Volkswagen Sale in Western Europe fell 0.5 Percent in July



The largest car maker of the Europe, the Volkswagen Ag recently announced that the global sales of the company’s car fell 0.5 percent in July to 466,100 vehicles. As stated by the company this fall in the sale is due to weak demand in Western Europe. The fall in the sales is notable, and the company says that excluding German, the home market of the brand, this downfall is 6.8 per cent to 492,400 vehicles and the year- to-date sales are up 4 percent to 3.38 million vehicles.

The car market is showing a pretty bad business in the recent time as the car sales over all shows a fall of 5.6 percent last month. In Germany it fell 4.7%, in France  8.4% and In Italy it is 5.5%. It is only UK hat is showing a little better sale with more than 162,000 new cars registered for sale in July 2013, which means 12.7% rise on the figure of July 2012.
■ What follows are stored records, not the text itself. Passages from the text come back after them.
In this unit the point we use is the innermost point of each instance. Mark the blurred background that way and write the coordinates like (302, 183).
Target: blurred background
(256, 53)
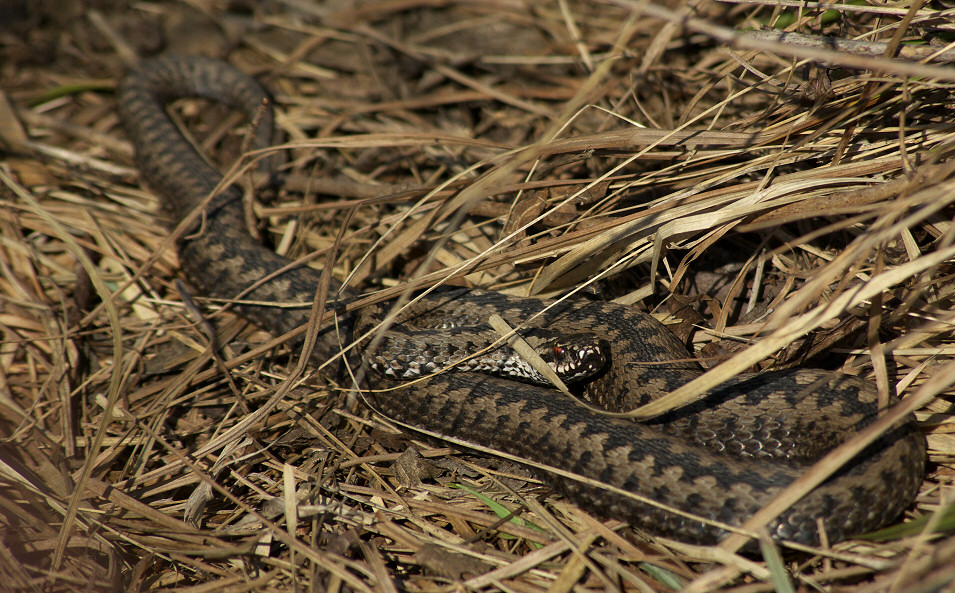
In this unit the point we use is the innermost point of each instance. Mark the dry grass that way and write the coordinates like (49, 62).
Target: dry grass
(786, 215)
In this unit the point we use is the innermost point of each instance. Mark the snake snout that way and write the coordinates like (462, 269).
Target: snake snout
(576, 357)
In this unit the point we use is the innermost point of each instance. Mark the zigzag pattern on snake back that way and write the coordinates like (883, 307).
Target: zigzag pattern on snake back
(720, 459)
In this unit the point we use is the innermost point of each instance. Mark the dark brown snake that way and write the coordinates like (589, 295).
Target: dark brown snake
(720, 459)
The sales Chief of Volkswagen Christian Klingler states that they are currently keeping a close eye on the development of car sales in the global automotive markets. Due to this slow sale of vehicles and the downfall of the profits, unemployment too is rising in the automotive industry. An example of this casualty is closing of a car manufacturing factory in France and cutting the employment of 8000 workers in France’s Peugeot last month.